Por outro lado, a paulistana reforça a importância de ações inclusivas para diferentes classes sociais, e que, segundo ela, ainda são subestimadas pelo mercado gastronômico e consomem mais produtos industrializados. Como solução, a chef propõe transformar a cozinha em ferramenta para a educação e ensinar as pessoas a comerem melhor, com mais atenção aos produtos e ao valor nutritivo.
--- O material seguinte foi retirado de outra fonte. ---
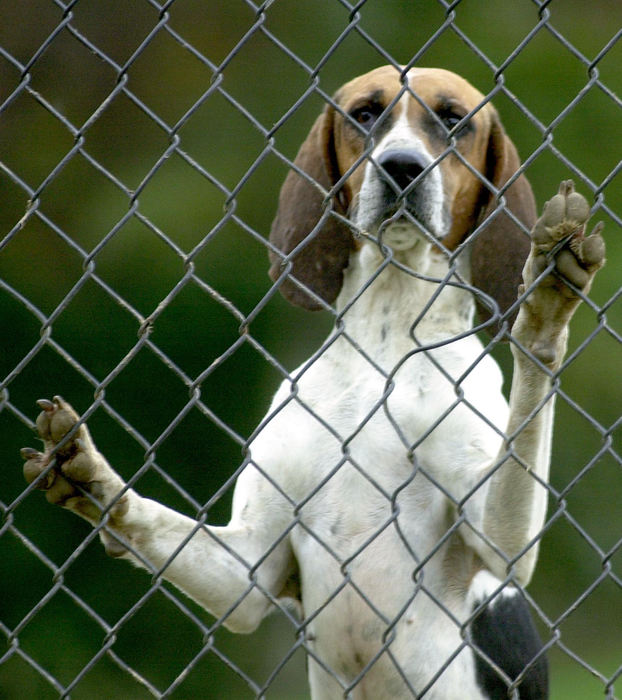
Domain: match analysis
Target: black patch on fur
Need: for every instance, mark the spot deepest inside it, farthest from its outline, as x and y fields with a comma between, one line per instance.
x=505, y=633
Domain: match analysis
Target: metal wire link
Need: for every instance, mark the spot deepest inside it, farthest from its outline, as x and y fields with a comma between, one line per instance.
x=31, y=86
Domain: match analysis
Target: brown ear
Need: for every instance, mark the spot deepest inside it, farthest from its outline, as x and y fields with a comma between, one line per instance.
x=325, y=247
x=500, y=248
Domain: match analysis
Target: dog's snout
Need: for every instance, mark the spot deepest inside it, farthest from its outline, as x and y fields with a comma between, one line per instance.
x=402, y=165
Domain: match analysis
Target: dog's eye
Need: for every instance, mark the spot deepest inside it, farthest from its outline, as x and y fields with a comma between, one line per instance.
x=366, y=115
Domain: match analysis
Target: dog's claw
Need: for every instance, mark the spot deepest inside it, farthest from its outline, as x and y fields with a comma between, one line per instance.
x=77, y=467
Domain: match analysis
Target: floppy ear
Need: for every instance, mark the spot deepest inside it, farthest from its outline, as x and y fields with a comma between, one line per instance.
x=500, y=249
x=325, y=250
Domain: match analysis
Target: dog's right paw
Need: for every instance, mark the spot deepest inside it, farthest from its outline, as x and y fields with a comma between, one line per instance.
x=70, y=469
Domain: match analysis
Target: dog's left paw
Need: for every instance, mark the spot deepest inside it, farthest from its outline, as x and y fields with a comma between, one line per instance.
x=559, y=236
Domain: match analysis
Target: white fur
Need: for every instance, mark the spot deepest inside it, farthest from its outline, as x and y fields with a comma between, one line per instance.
x=376, y=477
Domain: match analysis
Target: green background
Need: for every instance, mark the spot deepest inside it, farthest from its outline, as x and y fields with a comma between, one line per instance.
x=142, y=222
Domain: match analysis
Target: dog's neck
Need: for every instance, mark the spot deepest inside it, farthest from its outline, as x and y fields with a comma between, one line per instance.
x=387, y=302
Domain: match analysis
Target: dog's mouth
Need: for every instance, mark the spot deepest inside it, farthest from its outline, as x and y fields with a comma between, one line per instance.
x=401, y=221
x=400, y=203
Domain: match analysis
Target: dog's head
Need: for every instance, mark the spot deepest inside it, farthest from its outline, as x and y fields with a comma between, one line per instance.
x=396, y=155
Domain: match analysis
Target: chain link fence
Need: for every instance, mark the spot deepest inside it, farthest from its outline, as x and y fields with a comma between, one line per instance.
x=142, y=148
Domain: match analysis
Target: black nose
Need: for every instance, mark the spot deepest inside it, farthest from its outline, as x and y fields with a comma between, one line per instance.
x=402, y=165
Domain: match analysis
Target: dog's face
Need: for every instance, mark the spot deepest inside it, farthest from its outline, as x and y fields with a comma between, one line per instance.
x=397, y=155
x=395, y=146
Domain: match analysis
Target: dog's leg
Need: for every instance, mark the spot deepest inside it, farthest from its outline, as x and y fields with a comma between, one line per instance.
x=213, y=565
x=516, y=499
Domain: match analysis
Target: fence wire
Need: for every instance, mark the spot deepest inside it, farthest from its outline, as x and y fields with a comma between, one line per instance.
x=81, y=626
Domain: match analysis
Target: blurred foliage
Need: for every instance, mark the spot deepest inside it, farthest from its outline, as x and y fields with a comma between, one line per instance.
x=145, y=225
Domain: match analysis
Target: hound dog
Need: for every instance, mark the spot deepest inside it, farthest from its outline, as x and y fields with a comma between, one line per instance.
x=391, y=492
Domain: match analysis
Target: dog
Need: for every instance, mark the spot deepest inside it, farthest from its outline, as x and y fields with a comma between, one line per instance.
x=391, y=495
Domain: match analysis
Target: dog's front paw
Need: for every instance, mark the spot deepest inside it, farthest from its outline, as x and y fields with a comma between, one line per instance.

“Alta gastronomia precisa ser acessível, porque é uma forma de elevar o palavrar, provocar a pensar e mudar políticas públicas. Nós só podemos falar de boa alimentação quando fazemos isso. É comer menos, mas comer melhor. É ter prazer e, ao mesmo tempo, qualidade. Vai muito além do mercado dos restaurantes, porque vai desde o combate à obesidade até mesmo ao combate da fome”.

Destaques para o futuro

Neste sentido, a chef de A Casa do Porco não acredita que restaurantes muito formais, com cozinhas elitizadas — com exceção de nomes já tradicionais — tenham espaço nos próximos anos. Em vez disso, aposta na tendência de comida boa e acessível. E, para ela, a coquetelaria é outro ponto que merece atenção por ter se destacado na cena gastronômica e evoluído para além do próprio álcool.

“Eu fui a um congresso em Barcelona, na Espanha, e apresentaram uma máquina para retirar álcool das bebidas. É claro que gerou muita polêmica, só que nem sempre as pessoas querem a bebida em si, já que há muitas questões de saúde envolvidas, e querem o sabor. Vejo isso como uma tendência para o futuro e há grandes empresas dedicadas à redução do consumo de álcool até 2050”.

Por fim, Janaína Torres  Rueda acredita que o sucesso do setor está diretamente ligado à criação de políticas públicas que incentivem desenvolvimento de pequenos e médios restaurantes e a economia criativa, além de o turismo — aproveitando uma estratégia que, segundo ela, já é aplicada em países como Colômbia, Peru e México — como ferramenta para aumentar a movimentação por aqui.

“Quem viaja tem que tomar café da manhã, almoçar e jantar. Tanto que, muitas vezes, restaurantes podem ser mais visitados que os próprios museus, já que a comida também é capaz de transmitir as histórias de um lugar. No nosso caso, a culinária está diretamente ligada à nossa cultura latina e aos imigrantes que vieram ao Brasil. É uma solução fácil, mas precisa da ajuda de todo mundo”.